National Treasury Cabinet Secretary John Mbadi has criticized Kenya’s current devolved system, advocating for a reduction in the number of counties from 47 to a maximum of 14.

According to Mbadi, the existing county structure is financially unsustainable due to the soaring wage bill.

 Mbadi highlighted the inefficiencies in county administrations, arguing that excessive staffing and unnecessary roles have burdened the government.

He pointed out that counties employ numerous directors in various sectors, including fisheries, boda bodas, music, and culture—positions with high salaries and deputies.

“Each county operates like an independent government, with a governor, deputy, and multiple executives. Most have 10 ministers, chief officers, and large county assemblies, making the system costly,” Mbadi remarked.

When asked by host Jeff Koinange whether he would support a return to Kenya’s previous eight-province system, Mbadi responded that reverting to the old structure or adopting a maximum of 14 administrative units would be more practical. He cited Rift Valley and Eastern Province as regions that could have been split into multiple units under a revised system.

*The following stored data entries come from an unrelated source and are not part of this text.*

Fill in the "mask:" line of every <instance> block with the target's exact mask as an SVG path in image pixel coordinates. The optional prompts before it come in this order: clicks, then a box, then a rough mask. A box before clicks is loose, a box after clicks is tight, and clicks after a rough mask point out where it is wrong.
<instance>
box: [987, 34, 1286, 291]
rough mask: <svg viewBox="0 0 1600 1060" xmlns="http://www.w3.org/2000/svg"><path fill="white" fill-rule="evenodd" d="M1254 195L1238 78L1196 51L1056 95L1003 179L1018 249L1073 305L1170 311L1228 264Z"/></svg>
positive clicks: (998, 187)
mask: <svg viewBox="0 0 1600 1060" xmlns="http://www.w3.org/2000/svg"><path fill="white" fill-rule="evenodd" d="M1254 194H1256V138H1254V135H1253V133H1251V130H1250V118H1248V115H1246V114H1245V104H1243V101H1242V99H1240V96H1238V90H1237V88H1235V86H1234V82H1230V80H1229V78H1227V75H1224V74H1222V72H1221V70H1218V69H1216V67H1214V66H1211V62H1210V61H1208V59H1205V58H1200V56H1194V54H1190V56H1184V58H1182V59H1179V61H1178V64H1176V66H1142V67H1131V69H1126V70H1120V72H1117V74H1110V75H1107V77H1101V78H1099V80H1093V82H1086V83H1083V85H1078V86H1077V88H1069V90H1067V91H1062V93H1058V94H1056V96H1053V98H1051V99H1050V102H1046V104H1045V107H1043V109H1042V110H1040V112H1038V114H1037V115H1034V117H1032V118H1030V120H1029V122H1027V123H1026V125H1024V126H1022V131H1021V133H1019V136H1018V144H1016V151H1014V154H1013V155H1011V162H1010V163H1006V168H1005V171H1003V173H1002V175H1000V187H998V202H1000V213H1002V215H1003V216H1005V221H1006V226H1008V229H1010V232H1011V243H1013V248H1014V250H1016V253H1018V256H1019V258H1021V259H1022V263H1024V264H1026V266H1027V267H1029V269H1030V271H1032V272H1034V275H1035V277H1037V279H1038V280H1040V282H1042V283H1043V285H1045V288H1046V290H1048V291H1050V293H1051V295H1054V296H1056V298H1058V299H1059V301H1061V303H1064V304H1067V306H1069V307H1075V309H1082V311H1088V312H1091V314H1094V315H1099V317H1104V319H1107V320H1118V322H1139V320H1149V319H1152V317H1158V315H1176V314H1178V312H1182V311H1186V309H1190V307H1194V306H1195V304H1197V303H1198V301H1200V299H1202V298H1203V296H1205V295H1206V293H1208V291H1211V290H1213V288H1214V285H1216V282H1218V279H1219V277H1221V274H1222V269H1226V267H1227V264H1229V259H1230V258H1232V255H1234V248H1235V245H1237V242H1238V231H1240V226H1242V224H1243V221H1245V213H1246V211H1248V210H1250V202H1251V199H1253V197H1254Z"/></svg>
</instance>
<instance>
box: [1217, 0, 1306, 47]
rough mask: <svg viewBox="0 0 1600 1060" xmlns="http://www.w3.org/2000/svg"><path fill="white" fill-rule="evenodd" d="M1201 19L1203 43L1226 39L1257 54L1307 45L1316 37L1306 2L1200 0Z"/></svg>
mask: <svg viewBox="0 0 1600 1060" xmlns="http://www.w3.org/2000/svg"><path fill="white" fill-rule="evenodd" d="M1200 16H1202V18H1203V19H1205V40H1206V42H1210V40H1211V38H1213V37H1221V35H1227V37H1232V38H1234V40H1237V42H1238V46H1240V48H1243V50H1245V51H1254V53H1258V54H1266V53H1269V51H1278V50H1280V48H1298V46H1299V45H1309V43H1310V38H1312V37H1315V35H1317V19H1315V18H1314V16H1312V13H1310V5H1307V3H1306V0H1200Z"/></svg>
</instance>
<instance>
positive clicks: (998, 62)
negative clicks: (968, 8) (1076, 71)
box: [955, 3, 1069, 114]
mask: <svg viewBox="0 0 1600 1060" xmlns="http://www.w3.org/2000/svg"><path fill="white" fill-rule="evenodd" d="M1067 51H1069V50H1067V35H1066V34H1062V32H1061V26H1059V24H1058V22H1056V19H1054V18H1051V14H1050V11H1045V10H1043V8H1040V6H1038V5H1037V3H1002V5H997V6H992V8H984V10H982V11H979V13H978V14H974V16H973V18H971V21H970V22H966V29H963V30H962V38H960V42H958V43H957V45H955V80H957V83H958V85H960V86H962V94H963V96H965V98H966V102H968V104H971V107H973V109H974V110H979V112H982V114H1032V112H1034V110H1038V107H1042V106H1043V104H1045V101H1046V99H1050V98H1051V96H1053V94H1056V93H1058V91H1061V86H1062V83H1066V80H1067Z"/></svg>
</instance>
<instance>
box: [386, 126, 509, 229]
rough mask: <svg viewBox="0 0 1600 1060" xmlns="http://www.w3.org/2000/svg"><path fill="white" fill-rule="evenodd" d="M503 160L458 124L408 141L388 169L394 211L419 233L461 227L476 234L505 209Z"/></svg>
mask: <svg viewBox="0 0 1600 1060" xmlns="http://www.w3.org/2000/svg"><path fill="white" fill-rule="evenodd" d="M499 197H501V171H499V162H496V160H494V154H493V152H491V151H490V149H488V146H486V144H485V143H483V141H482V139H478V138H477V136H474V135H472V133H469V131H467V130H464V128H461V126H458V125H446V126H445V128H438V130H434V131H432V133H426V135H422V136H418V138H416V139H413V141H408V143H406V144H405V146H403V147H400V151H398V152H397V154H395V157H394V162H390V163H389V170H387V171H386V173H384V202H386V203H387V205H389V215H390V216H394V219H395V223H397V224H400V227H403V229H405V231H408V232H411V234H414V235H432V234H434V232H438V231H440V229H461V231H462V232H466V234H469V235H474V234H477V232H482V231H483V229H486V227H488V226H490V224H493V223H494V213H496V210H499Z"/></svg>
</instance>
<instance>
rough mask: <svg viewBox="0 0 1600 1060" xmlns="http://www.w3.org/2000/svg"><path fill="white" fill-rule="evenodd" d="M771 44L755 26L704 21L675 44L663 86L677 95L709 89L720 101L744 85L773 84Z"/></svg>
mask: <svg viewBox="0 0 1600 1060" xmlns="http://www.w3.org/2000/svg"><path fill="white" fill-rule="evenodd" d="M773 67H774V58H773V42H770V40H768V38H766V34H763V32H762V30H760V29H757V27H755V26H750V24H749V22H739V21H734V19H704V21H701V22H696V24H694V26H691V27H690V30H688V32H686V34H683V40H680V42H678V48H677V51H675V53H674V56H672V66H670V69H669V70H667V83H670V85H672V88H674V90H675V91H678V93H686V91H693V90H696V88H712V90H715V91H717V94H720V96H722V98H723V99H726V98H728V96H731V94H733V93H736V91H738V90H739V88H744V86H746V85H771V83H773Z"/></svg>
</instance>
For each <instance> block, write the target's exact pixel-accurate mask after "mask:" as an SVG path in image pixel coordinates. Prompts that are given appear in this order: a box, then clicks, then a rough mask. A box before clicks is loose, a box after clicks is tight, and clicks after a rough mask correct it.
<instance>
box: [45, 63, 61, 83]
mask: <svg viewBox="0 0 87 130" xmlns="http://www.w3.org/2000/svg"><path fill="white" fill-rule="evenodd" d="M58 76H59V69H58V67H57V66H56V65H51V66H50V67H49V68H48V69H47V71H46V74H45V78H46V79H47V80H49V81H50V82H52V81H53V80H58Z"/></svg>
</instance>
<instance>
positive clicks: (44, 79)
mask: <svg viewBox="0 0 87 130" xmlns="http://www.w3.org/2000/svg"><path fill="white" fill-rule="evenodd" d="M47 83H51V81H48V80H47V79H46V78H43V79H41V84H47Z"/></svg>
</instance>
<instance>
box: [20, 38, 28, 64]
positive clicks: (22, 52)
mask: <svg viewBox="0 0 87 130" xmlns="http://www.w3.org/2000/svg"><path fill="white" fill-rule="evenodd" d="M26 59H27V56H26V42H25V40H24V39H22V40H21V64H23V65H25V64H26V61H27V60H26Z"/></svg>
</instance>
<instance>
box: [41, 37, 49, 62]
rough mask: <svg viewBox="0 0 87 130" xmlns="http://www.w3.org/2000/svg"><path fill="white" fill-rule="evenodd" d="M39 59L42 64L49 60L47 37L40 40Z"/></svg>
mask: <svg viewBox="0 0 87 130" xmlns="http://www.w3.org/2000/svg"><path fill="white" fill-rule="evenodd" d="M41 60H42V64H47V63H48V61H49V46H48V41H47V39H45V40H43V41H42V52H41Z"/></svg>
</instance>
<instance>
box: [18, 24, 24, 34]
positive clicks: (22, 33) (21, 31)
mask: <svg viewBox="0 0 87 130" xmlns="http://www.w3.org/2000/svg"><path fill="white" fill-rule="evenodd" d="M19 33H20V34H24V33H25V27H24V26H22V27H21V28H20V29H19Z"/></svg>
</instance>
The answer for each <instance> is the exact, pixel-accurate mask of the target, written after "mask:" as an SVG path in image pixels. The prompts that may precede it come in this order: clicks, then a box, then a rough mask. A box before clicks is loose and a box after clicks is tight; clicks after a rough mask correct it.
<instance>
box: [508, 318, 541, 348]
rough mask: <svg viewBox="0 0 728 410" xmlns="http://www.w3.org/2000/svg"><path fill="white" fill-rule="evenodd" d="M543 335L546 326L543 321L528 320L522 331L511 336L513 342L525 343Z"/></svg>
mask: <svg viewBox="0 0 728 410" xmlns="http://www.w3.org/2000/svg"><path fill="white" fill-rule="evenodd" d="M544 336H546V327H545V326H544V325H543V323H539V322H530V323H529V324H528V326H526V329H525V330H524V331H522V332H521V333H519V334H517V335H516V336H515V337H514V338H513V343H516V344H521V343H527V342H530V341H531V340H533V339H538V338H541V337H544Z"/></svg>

Mbadi further explained that Kenya’s wage bill is unsustainable, with Ksh.80 billion spent monthly on salaries at the national level, totaling nearly Ksh.1 trillion annually. Additionally, loan repayments consume Ksh.1.1 trillion of the Ksh.2.5 trillion in government revenue, leaving little for development projects.

He urged Kenyans to reconsider the current devolution model, advocating for streamlined governance that prioritizes resource allocation over bloated administrations.